The steadfast deductions were an essential ingredient in the mix that liberated Jessy. But they were not the only ingredient. Without the atmosphere of affection and mutuality the twins had created, I doubt any such miracle would have taken place. The twins did everything with Jessy. They swam with her, mowed the grass with her, hung up the laundry with her, and they did it all because they wanted to. She was their project and their pleasure; I could never have asked anyone to spend as much time with her as they did. They even extended mutuality to points; to Jessy’s contract for July 28, 1973, are appended contracts for Anna, Diana, and Paul, in Jessy’s own handwriting. Anna, like Jessy, got points for Trying New Foods; Diana lost them for Failing to Exercise; big brother penalized himself for Bad Words and Not Writing One Translation of a French Sonnet Every Week. Jessy’s counter got a workout, and everybody had fun. I’ll never know how much I could have accomplished if my love had been as tough as theirs, for you haven’t read this far without realizing that (though the hellos never came back) many of the problem behaviors are still with us. But to this day Jessy won’t snap at Anna as she will at the rest of us. «Anna is strict!» she says cheerfully when I ask her why.

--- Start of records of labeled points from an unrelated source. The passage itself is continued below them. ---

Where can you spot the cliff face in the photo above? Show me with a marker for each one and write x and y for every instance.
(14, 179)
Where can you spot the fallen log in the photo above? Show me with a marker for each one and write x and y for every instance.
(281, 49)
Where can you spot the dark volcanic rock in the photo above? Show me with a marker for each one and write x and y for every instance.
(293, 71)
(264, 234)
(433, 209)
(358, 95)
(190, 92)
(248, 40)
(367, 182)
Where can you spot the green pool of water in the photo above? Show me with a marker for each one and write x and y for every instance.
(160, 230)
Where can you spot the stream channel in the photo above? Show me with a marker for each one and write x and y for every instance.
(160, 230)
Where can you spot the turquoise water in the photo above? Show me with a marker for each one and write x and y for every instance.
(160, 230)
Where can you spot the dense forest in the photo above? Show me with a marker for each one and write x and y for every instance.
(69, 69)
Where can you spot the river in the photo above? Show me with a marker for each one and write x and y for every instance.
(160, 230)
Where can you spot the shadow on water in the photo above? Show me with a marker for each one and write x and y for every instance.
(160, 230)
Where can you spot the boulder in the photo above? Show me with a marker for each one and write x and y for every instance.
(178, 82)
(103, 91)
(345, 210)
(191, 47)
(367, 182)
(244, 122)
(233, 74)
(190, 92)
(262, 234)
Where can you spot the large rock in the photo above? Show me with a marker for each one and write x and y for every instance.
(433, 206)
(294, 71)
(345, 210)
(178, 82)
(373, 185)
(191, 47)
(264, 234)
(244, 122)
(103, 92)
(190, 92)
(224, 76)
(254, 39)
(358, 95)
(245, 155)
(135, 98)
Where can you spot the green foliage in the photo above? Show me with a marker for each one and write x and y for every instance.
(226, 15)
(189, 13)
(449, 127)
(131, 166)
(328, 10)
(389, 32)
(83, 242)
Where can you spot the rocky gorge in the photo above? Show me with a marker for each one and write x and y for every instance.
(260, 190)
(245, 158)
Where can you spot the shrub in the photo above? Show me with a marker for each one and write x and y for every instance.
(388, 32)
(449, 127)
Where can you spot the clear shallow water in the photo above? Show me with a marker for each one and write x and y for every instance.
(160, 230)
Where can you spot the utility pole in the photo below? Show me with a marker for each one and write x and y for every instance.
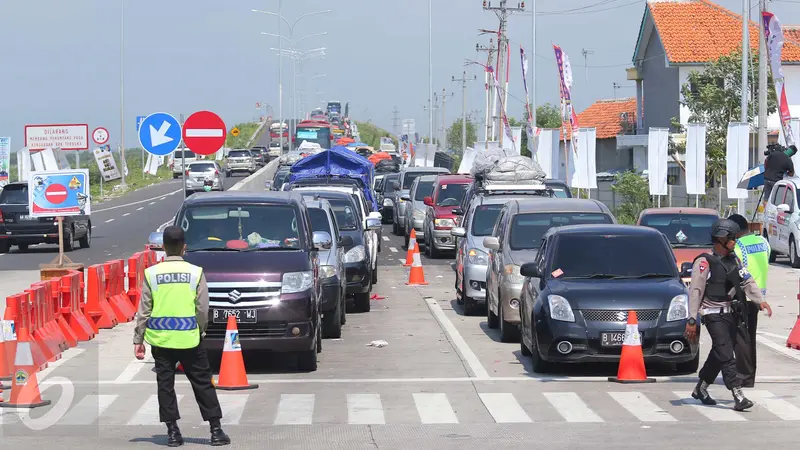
(464, 81)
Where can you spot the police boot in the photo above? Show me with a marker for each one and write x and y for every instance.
(700, 392)
(742, 402)
(174, 437)
(218, 437)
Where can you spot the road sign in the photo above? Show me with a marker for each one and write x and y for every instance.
(59, 193)
(160, 134)
(100, 136)
(65, 137)
(204, 132)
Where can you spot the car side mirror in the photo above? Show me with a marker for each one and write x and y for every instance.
(491, 243)
(530, 270)
(322, 240)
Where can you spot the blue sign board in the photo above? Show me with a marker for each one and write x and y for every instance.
(160, 134)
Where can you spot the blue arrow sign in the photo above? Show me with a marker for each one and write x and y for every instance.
(160, 134)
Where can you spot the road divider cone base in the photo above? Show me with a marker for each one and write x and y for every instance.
(631, 362)
(232, 374)
(24, 388)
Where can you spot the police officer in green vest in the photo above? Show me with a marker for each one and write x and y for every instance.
(752, 250)
(172, 318)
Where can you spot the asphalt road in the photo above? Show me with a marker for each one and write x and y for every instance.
(444, 380)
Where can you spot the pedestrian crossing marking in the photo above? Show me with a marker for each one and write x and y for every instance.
(365, 409)
(295, 409)
(571, 407)
(504, 408)
(641, 407)
(717, 413)
(434, 408)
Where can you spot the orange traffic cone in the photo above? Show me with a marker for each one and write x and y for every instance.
(412, 247)
(416, 276)
(631, 362)
(232, 376)
(24, 387)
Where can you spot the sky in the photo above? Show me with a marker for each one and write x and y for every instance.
(62, 61)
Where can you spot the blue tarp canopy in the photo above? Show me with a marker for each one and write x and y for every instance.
(338, 162)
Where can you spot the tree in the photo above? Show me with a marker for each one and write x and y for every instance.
(713, 97)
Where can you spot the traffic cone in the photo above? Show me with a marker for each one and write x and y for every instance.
(631, 362)
(416, 276)
(412, 246)
(232, 376)
(24, 387)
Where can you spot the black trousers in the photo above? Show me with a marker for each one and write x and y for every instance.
(745, 349)
(198, 371)
(723, 329)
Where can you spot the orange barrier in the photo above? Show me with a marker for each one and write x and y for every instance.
(97, 306)
(115, 291)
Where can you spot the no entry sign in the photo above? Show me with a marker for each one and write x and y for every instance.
(204, 133)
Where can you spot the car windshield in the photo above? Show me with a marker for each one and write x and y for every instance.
(240, 227)
(527, 229)
(451, 194)
(424, 189)
(623, 256)
(319, 220)
(683, 230)
(484, 219)
(14, 195)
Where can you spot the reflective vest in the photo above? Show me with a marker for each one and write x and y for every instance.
(753, 252)
(173, 321)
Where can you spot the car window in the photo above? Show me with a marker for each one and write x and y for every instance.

It was, however, another fifteen years before we came across a method that addressed directly the physical intensities that accompanied Jessy’s hypersensitivities. I met June Groden at one of those meetings of the Autism Society of America where assembled parents and professionals learn so much from one another. June knew autism, and she had been working with behavior therapy for many years. I told her about the obsessiveness, the hyperreactivity, the compulsiveness that still resisted Jessy’s efforts and ours. She suggested that Jessy, the contracts long behind her, might be interested in trying something new: «imagery scenes». So Jessy, nearly thirty, embarked on a second therapeutic journey.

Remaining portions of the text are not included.